Edward Tsang 2016.03.20; revised 2016.03.21

AlphaGo, is a computer program that beats a top professional human player Lee Sedol recently. To find the next move, AlphaGo plays millions of games from the current board situation by itself. To do so, AlphaGo needs to do two things:

shortlist sensible moves; and
evaluate how good a board situation is.

AlphaGo uses (a) expert knowledge, plus (b) machine learning, a branch in Artificial Intelligence, to perform these tasks.

Note: "AI beats human in Go" makes attractive headline. But one must not belittle the contributions to AlphaGo by human intelligence and computer hardware.

A non-technical explanation

AlphaGo, Google Deepmind's computer program in the board game Go, beat professional player Lee Sedol 9-dan 4-1 in a five games match from 9th to 15th March 2016. This is impressive, because before AlphaGo, no computer programs could beat professional human players in Go.

In Go, a game play is formed by a sequence of alternate moves by two players. To find the next move, AlphaGo plays millions of games from the current board situation by itself. It then chooses the move that leads to the highest score. To do so, AlphaGo needs to do two things:

Task 1: Generate and prioritise sensible moves;
Task 2: Evaluate how good a board situation is.

These two tasks are explained below.

Task 1: moves shortlisting

On Task1 AlphaGo attempts to shortlist moves. If AlphaGo were to consider all legal moves on the board, then it will not be able to play many games, due to the large number of combinations available. If it shortlists too few moves, it may miss good moves. AlphaGo uses (a) expert input; and (b) machine learning to learn what moves to consider. Experts suggest what "features" make a move valuable. For example, the positions around the the last two moves tend to be worth considering. A position that kills a group tend to be worth considering too. Exactly how these features should be combined together is the job of machine learning. This includes (i) learning from 30 million positions which experts played; and (ii) self-playing.

Task 2: board evaluation

Task2 is to score a board situation. If a game has played to the end, then AlphaGo will know which side is better. However, if the game sequence does not end in one side winning, AlphaGo has to estimate how favourable either side is. If the estimation is grossly inaccurate, then the simulation was futile or even misleading.

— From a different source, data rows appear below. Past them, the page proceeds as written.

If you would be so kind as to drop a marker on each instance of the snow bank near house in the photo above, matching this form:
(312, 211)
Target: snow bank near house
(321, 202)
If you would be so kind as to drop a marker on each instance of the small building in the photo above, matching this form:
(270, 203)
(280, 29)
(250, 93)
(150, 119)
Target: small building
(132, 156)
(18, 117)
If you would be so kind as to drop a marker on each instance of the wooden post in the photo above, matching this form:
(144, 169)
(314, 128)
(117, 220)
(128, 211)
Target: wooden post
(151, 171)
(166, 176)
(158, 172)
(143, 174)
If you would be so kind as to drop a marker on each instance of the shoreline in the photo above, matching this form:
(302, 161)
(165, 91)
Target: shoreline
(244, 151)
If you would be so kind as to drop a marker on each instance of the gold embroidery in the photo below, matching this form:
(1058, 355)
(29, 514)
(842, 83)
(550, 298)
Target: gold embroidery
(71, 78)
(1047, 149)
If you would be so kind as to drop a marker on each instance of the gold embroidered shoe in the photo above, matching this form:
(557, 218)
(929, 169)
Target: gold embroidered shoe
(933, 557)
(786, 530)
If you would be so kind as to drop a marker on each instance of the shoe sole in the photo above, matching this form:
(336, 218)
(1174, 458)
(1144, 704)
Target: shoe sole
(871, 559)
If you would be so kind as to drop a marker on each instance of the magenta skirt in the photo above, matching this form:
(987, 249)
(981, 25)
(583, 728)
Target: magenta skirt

It is unclear in the publication exactly how AlphaGo evaluates a board situation. Roughly speaking, experts identify factors that they consider important for evaluating a board position. For example, how much territory is occupied by either side? How many pieces have been captured by either side? AlphaGo uses the moves generator (which is part of Task1) to play many games by itself, in order to learn how those factors should be combined.

Where does AlphaGo's power come from?

"Artificial intelligence beats human beings" is an exciting headline, hence machine learning gets most of the publicity. In reality, AlphaGo's power comes from a combination of the following sources:

Human knowledge:
Human knowledge is channelled into AlaphaGo in (i) the 30 million positions used for training; as well as (ii) the features that the moves generation and board evaluation networks use as input;
Machine learning:
Through neural network and simulation;
Computer processing power:
It is worth noting that the AlphaGo software today, unaltered, will be substantially more powerful in three years' time when Deepmind updates the processors
Intelligence from the Google Deepmind team, who put the above together:
Other teams may attempt to put the above together, which they would not necessarily be able to build a program as strong as AlphaGo.

A bit of technical information

For Task 1, AlphaGo generates moves using an artificial neural network, which is called a “Policy Network”. The connections in this network and the weights associated to it determine how the input features should be combined with each other. The weights on the connections were learned by (a) supervised learning, followed by (b) reinforcement learning through self-playing.